To stretch the thesis a little further, and have some fun with it, the emergence of the University of Oregon Ducks college football program in the late 1990’s and throughout the 2000’s hit me in a similar fashion. After going through a decade or so spending all of my time working, I finally started watching some sports again.

One of the first things I saw was Oregon Ducks football and it floored me. Their offense moved quickly from play to play and there was no huddle between plays. They used crazy formations and pulled out a lot of trick plays. Instead of punting on fourth down they went for it. Even something that was usually mundane and automatic, like the extra point after a touchdown, became a spectacle. You just never knew what was going to happen.

An Oregon quarterback might scramble or run on any play. Wide receivers were routinely used as running backs and some of the players were also stars on Oregon’s track and field team, in the spring. They had all kinds of crazy uniforms because of their direct connection to footwear and apparel giant Nike and its colorful founder, Phil Knight. It didn’t occur to me at the time, but what Oregon was doing was breaking norms, albeit in a positive and groundbreaking way. Today, you can see aspects of the Oregon approach everywhere, at every level of competition.

Focus on Food: Panini Press

In my short stint working at Facebook, I grew to love the panini press. You use this electronic device to melt the cheese inside and toast the bread outside. It’s kind of a like a waffle iron for sandwiches and will set you back between $25 and $125 for a good one. It just elevates the sandwich to a whole new level and is highly underrated. If you have room on your counter and like sandwiches, well, this is a nice little way to treat yourself.
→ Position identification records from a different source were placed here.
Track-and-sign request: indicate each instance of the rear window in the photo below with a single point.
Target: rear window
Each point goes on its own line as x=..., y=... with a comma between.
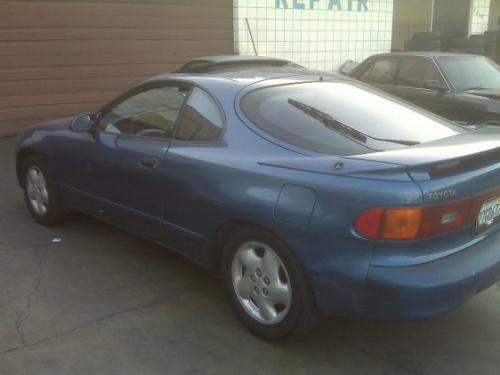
x=342, y=118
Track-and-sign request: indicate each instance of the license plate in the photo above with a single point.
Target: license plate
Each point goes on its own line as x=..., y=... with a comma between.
x=489, y=214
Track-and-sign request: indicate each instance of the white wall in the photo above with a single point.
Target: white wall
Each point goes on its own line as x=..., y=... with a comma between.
x=318, y=38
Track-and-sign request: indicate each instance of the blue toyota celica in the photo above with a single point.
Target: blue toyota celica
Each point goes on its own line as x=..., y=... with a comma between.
x=308, y=194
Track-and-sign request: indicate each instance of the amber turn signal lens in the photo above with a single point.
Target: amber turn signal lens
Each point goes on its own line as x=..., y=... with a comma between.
x=411, y=223
x=402, y=223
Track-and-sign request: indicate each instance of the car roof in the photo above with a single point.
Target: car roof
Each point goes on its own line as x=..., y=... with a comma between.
x=433, y=54
x=208, y=63
x=234, y=58
x=247, y=77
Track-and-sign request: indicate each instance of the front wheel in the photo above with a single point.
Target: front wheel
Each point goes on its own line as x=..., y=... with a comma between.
x=267, y=286
x=39, y=193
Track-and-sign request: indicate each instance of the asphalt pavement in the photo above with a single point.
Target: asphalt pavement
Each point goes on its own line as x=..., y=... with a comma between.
x=85, y=298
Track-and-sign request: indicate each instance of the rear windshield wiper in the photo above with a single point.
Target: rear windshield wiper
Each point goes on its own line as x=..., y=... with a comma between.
x=328, y=121
x=338, y=126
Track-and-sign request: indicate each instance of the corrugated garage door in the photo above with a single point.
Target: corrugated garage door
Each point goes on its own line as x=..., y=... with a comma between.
x=59, y=58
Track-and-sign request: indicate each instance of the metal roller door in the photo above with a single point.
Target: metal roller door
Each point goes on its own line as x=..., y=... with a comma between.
x=59, y=58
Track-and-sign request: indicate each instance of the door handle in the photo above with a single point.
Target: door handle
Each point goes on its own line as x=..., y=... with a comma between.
x=150, y=163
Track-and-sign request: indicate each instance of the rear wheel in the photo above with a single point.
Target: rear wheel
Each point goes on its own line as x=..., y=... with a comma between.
x=267, y=287
x=39, y=193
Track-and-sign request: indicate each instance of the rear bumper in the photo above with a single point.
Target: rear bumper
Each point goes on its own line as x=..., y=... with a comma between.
x=419, y=291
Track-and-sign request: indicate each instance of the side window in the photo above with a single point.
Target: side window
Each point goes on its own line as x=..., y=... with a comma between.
x=150, y=113
x=414, y=71
x=382, y=71
x=201, y=119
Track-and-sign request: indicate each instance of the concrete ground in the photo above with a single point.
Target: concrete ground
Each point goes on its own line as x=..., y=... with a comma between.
x=85, y=298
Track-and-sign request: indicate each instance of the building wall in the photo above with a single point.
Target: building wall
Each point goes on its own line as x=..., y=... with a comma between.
x=318, y=38
x=480, y=16
x=65, y=57
x=410, y=17
x=494, y=15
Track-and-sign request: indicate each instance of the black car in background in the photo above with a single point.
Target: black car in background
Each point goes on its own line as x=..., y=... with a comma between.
x=461, y=87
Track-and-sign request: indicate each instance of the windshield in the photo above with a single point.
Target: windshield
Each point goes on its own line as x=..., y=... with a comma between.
x=342, y=118
x=471, y=72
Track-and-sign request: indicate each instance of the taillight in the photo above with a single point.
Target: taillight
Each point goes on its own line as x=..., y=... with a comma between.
x=410, y=223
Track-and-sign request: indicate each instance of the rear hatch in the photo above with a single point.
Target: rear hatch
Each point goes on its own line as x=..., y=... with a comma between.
x=455, y=168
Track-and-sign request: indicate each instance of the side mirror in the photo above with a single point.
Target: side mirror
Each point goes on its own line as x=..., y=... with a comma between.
x=435, y=85
x=82, y=123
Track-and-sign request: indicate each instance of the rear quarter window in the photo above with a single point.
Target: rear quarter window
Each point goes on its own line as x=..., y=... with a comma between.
x=341, y=118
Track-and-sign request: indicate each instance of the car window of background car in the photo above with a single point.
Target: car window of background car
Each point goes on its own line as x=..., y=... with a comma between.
x=381, y=71
x=201, y=118
x=471, y=72
x=360, y=107
x=414, y=71
x=151, y=113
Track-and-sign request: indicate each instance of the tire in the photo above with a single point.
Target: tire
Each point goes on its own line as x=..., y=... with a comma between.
x=427, y=35
x=266, y=285
x=39, y=193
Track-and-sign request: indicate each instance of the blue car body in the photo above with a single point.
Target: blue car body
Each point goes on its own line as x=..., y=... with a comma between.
x=200, y=191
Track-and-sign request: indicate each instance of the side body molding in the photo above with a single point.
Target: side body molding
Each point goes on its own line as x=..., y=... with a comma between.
x=295, y=204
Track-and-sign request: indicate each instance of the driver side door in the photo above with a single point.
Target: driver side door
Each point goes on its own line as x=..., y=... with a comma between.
x=128, y=161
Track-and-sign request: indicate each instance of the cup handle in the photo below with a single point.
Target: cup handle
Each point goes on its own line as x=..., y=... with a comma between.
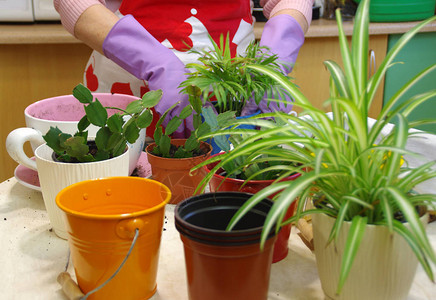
x=15, y=143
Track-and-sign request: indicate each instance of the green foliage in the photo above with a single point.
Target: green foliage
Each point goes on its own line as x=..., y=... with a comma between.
x=228, y=79
x=114, y=133
x=266, y=166
x=357, y=170
x=162, y=137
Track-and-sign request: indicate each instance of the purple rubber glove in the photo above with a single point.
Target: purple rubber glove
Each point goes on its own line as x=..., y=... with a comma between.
x=133, y=48
x=284, y=37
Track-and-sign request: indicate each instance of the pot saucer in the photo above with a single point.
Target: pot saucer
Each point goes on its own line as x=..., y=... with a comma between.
x=29, y=178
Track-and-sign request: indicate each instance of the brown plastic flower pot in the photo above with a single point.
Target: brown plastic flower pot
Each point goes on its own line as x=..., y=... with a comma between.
x=221, y=183
x=175, y=172
x=224, y=264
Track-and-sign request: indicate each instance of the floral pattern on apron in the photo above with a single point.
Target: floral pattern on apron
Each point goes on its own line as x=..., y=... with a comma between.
x=179, y=25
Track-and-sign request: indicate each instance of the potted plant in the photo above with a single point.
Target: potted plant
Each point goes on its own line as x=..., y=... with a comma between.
x=223, y=79
x=172, y=159
x=358, y=180
x=244, y=174
x=113, y=134
x=222, y=264
x=66, y=159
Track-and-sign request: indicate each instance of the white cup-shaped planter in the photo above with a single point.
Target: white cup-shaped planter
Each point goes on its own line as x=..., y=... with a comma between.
x=55, y=176
x=65, y=113
x=384, y=266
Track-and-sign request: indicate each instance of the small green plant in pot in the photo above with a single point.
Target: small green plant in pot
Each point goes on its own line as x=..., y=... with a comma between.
x=357, y=179
x=172, y=159
x=247, y=173
x=114, y=132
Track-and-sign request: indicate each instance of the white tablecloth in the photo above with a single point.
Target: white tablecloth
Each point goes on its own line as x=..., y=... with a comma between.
x=31, y=256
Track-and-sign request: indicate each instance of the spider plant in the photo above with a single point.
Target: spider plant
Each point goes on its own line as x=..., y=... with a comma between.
x=357, y=170
x=224, y=76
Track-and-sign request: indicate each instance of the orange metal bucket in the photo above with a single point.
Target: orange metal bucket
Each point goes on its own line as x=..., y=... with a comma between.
x=102, y=217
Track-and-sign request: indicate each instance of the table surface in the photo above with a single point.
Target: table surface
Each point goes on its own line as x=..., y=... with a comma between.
x=31, y=257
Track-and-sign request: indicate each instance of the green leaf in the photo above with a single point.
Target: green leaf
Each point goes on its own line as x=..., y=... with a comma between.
x=96, y=113
x=210, y=117
x=131, y=132
x=191, y=143
x=181, y=153
x=83, y=94
x=165, y=145
x=115, y=140
x=145, y=119
x=134, y=107
x=151, y=98
x=101, y=155
x=83, y=123
x=173, y=125
x=355, y=235
x=158, y=133
x=115, y=123
x=102, y=138
x=77, y=147
x=52, y=139
x=163, y=117
x=186, y=112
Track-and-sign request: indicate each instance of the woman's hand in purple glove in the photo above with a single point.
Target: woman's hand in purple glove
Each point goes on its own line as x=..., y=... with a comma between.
x=283, y=36
x=133, y=48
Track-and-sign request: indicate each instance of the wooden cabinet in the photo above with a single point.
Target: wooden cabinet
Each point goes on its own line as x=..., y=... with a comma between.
x=43, y=60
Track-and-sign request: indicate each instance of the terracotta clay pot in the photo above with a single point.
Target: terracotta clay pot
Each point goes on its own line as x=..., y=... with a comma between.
x=221, y=183
x=224, y=264
x=175, y=172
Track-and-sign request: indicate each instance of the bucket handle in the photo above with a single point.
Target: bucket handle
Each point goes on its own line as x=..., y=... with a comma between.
x=65, y=279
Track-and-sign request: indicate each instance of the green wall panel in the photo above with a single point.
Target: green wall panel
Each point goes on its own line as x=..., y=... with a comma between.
x=418, y=54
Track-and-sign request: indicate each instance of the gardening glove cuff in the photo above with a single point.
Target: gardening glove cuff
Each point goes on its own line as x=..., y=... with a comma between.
x=133, y=48
x=284, y=37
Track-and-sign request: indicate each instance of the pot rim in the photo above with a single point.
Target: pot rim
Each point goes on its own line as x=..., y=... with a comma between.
x=192, y=227
x=241, y=181
x=180, y=159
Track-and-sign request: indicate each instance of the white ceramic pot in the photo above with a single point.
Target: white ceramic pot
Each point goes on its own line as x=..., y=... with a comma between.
x=384, y=266
x=55, y=176
x=65, y=113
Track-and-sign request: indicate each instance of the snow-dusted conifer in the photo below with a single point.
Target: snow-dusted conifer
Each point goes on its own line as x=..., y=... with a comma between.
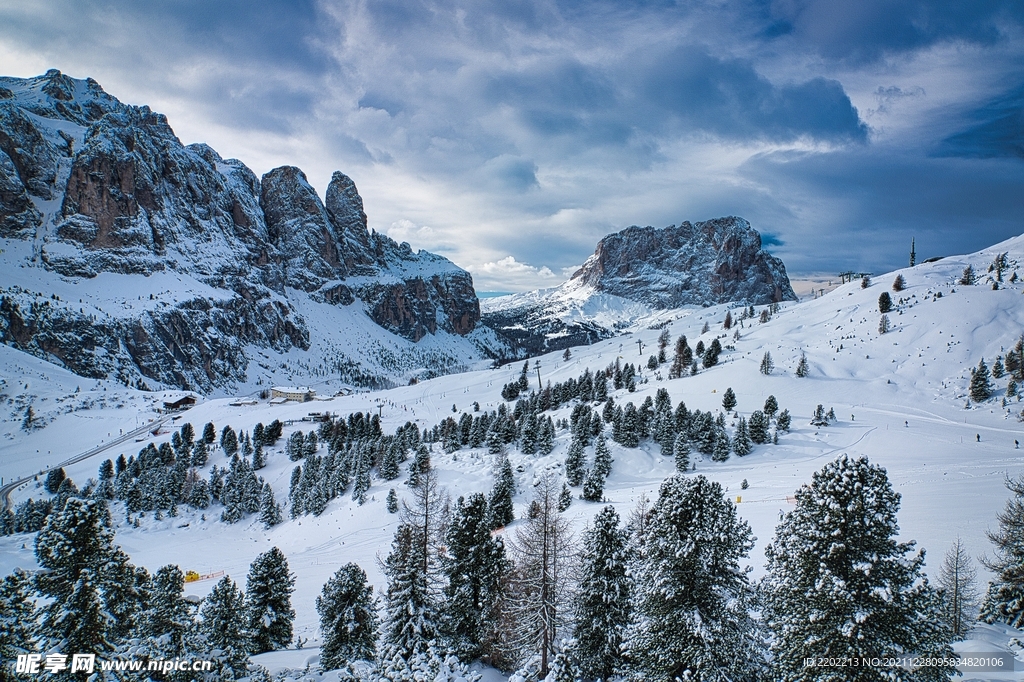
x=691, y=596
x=1005, y=599
x=223, y=624
x=958, y=581
x=602, y=603
x=681, y=453
x=268, y=601
x=410, y=622
x=348, y=619
x=841, y=586
x=474, y=566
x=576, y=463
x=981, y=385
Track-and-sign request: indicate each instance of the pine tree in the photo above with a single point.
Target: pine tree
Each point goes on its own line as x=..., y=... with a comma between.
x=16, y=619
x=723, y=445
x=802, y=368
x=228, y=441
x=540, y=590
x=758, y=426
x=169, y=622
x=729, y=399
x=268, y=601
x=1005, y=599
x=602, y=603
x=681, y=453
x=691, y=597
x=73, y=547
x=348, y=619
x=53, y=480
x=224, y=626
x=500, y=509
x=593, y=486
x=981, y=385
x=269, y=510
x=840, y=585
x=474, y=566
x=741, y=443
x=410, y=621
x=209, y=433
x=958, y=581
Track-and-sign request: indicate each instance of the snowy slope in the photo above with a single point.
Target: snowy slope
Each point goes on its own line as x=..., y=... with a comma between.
x=899, y=398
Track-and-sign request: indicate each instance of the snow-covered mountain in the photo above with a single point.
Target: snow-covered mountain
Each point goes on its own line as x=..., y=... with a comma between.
x=900, y=398
x=128, y=255
x=637, y=272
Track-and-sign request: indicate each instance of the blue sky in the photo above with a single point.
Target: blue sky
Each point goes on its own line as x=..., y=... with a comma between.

Focus on Exercise: No Equipment No Gym Strength Training

Even before the Covid-19 pandemic hit I was doing my own version of the cobbled-together no equipment strength workout while watching college football and basketball games. My only pieces of “equipment” are the kitchen table, the coffee table, and the living room rug. The workout incorporates physical therapy, yoga, and your standard old-school exercises like push-ups, crunches, and lunges. Use Google, the internet, and the advice of your doctor to put one together.

Focus on Investing: Vanguard S&P 500 ETF (ticker symbol VOO)

This is your standard go-to low-cost index fund that is a legitimate gauge of the entire U.S. stock market. If you just want to invest in a broad-based fund that trades like the stock of an individual company and tracks the entire stock market this is the one you want. The returns include your piece of the dividends of the companies in the index and the cost is just three basis points (.03%, or three one-hundredths of one per cent).